The GOP proposal would extend the tax credit to everyone who makes under 300 percent of the poverty level, even if they qualify for Medicaid. One of the biggest problems with Medicaid is that it is separate from and inferior to the system of private insurance that most people have. By extending the tax credit to everyone, this proposal promises to integrate the poor into the broader health-care system.
4. Republicans are not tackling Medicare, and are only minimally changing tax-free employer-sponsored insurance
The proposal completely ignores Medicare, one of the biggest single players in the health-care world and a big driver of the rising cost of health care in this country. A proposal from 2009 put forward by Burr, then-Sen.
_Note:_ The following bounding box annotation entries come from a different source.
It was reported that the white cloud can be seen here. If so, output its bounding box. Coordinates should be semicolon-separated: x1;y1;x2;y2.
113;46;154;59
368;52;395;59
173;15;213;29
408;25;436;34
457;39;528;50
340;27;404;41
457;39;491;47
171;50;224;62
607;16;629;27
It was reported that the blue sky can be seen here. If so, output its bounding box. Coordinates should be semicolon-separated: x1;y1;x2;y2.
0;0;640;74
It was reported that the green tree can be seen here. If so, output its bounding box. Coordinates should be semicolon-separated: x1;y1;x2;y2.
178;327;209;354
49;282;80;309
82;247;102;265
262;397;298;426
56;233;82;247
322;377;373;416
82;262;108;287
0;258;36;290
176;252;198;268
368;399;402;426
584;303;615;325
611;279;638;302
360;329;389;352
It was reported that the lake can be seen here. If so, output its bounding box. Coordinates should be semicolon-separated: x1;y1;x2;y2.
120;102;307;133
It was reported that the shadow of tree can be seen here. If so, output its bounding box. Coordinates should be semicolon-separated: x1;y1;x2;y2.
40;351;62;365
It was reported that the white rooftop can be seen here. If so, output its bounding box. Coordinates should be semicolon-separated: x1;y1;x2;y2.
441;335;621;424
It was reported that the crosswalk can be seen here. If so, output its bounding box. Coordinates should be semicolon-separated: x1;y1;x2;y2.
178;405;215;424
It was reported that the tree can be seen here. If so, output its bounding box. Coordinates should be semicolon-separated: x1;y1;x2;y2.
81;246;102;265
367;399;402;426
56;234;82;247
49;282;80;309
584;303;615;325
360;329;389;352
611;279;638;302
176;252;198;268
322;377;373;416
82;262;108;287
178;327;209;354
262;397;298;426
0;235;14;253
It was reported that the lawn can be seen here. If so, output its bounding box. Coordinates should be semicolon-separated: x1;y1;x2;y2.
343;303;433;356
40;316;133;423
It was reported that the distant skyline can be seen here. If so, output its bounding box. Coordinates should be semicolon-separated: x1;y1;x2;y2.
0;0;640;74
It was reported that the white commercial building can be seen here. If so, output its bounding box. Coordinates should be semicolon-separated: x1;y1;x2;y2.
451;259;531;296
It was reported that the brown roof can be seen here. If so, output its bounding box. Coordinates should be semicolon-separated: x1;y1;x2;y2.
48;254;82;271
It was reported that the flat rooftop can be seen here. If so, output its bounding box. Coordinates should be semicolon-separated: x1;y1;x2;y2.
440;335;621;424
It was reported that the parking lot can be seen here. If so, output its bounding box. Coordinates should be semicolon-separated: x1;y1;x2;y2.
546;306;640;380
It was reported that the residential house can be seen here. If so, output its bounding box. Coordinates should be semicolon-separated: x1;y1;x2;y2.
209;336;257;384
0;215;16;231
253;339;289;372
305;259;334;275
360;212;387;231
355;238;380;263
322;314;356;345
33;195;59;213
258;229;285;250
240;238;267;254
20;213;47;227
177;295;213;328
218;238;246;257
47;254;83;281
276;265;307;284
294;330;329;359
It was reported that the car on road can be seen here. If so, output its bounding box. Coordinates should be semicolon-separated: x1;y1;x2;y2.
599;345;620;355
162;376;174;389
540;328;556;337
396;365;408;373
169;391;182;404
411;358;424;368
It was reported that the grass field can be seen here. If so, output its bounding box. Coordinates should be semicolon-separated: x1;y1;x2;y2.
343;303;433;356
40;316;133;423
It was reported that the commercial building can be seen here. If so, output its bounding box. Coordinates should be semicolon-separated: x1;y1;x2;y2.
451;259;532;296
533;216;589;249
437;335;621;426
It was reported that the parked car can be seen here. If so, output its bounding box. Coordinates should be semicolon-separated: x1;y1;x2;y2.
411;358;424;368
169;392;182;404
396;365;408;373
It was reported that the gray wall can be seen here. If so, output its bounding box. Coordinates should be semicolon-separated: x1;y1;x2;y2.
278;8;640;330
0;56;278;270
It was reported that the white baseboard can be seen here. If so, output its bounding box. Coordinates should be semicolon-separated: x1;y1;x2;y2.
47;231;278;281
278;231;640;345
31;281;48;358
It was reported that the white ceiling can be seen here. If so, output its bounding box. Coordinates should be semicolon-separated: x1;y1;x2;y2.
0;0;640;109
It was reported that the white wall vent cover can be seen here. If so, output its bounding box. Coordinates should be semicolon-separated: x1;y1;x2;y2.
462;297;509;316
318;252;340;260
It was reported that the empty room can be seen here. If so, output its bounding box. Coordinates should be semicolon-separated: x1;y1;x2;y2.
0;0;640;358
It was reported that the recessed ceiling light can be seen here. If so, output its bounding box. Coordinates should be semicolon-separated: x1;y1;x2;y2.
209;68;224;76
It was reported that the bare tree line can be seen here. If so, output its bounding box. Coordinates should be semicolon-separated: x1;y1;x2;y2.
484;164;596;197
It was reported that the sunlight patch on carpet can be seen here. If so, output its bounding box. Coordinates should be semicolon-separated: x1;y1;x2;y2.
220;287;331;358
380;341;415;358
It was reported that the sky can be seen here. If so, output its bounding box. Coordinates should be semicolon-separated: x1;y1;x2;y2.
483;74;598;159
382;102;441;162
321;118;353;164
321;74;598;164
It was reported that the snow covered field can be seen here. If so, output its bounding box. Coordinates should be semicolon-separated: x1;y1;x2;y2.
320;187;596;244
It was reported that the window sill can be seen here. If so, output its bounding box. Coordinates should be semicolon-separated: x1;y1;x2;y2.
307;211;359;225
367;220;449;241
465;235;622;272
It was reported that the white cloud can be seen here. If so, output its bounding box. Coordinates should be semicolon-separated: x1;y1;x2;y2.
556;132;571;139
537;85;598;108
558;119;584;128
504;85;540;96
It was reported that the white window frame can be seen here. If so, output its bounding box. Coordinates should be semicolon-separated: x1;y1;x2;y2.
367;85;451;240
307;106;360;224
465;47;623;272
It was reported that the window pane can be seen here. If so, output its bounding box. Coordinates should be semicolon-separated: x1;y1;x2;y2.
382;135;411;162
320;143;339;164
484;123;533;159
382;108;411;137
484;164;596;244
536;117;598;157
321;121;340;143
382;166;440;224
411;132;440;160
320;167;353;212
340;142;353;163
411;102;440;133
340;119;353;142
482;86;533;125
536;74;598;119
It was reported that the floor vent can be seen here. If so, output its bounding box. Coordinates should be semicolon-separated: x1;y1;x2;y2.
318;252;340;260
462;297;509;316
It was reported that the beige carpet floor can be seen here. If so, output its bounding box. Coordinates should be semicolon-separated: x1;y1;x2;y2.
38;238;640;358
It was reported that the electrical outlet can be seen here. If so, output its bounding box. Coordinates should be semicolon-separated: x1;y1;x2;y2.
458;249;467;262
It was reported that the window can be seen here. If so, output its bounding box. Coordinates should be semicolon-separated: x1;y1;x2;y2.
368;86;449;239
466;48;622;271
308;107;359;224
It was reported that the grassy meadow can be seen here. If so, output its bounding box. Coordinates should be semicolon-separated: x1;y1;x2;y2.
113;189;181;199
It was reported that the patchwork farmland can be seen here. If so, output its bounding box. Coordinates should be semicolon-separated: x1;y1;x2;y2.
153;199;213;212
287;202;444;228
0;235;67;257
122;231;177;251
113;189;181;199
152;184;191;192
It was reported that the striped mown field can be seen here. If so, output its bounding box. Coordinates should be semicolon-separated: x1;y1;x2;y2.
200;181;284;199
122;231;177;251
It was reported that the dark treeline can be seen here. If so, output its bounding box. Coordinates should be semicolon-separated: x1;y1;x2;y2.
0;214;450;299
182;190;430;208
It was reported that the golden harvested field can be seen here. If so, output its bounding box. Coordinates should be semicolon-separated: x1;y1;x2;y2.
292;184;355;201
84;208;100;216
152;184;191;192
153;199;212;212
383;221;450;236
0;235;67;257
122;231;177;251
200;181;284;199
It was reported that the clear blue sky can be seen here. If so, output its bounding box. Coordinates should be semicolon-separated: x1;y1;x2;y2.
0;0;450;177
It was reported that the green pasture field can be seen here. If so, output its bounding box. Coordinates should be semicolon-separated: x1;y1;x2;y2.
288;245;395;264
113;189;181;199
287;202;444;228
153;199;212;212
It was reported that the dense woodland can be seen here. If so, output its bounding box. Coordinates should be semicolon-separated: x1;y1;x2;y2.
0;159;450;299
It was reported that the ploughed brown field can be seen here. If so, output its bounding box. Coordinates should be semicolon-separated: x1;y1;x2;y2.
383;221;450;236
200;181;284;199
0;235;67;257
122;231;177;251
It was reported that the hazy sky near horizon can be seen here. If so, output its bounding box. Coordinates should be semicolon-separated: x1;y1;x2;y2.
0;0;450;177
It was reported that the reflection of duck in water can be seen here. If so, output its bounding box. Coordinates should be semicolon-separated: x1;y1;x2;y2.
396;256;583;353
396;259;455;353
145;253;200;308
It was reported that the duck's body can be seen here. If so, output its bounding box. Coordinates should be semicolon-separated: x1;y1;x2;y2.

Tom Coburn (R, Okla.), and Rep. Paul Ryan (R, Wis.) proposed moving Medicare to a private-insurance based system with subsidies.
This omission indicates that Republicans are having trouble rallying behind the most obvious conservative reform to one of the biggest problems in our health-care economy. The political hurdles to pushing a "premium0-support" reform must be high.
The proposal also dies not radically reform the tax code’s treatment of employer-sponsored health insurance.
The tax code treats the cost of insurance for employees as untaxable income, which encourages employers to give ever-more generous insurance packages to their employees as a way to pay them more. This tendency encourages the use of health-care services, which pushes up the cost of health care overall.
This new plan caps the amount that employers can spend tax-free on insurance benefits, but the limit is quite high—roughly three to six times bigger than the size of the tax credit that the proposal expects many people to receive, a credit that is designed to cover the cost of a very basic insurance plan. As a result, the cap seems unlikely to cause much disruption in the employer-sponsored system—which is likely the point.
This change is necessary to stop the open-ended subsidy to employer-provided insurance, but it is ultimately a minor step. The measure is quite similar to the "Cadillac tax" on expensive health-insurance plans in Obamacare—a point that only underscores the fact that this plan does what the Affordable Care Act tries to do, only through conservative means. It outlines the creation of a true market, and relies on principles of federalism and competition to increase access and decrease costs.
Updated, 3:40 PM.: Due to an editorial error, an earlier draft of this article was published rather than the final edited version approved by the author. The piece has been updated accordingly.